Mitchell created the story while an undergraduate in journalism at WSU. During an internship at the Cleveland Plain Dealer newspaper she read an article about the increasing population of African-Americans in penitentiaries. She conducted a writing workshop at the Cleveland Correctional Prerelease Center where incarcerated women are sent six months before they're released so they may become acclimated to society again.

Carmin is a composite of the 12 incarcerated women who took part in the workshop. The women told Mitchell their stories and suggested what Carmin would do in a given situation.

Mitchell received a scholarship from the Journalism Institute for Minorities (JIM) and was offered jobs at three newspapers after she graduated. She passed them up for film school.

"She chose a different path," said Ruth Seymour, journalism lecturer and former director of the JIM. "She had a promising future in newspapers but had another love which was in film. She forged this path by herself."

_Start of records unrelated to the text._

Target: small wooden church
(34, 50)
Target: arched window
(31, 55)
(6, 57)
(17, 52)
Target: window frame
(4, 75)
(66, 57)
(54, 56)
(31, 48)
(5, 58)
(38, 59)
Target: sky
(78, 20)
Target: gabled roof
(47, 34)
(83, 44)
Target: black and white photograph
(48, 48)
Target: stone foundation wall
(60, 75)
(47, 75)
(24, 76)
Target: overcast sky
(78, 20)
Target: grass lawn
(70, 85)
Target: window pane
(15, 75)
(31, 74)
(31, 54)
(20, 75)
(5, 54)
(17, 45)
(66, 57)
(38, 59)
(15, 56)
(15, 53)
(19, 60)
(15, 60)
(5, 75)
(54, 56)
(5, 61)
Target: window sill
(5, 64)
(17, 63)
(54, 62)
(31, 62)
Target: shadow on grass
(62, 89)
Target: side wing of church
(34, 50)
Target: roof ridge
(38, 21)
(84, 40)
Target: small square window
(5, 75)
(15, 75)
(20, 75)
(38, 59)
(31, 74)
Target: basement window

Mitchell made the film during her graduate years at Columbia College, a creative arts school in Chicago. Carmin's Choice was her thesis for her masters program. Part of the funding for her film, which cost $7,000, came from her bank account and part from credit cards, family, friends, and donations from her Baptist church.

Mitchell now lives in Los Angeles where she owns a film production company, Flower Girl Productions, which she founded in 1987 while still in high school. She also is a freelance writer and journalist and pitches screenplays to film industry insiders.

With the grand prize money, Mitchell plans to make another movie that she wants to film in her hometown of Detroit.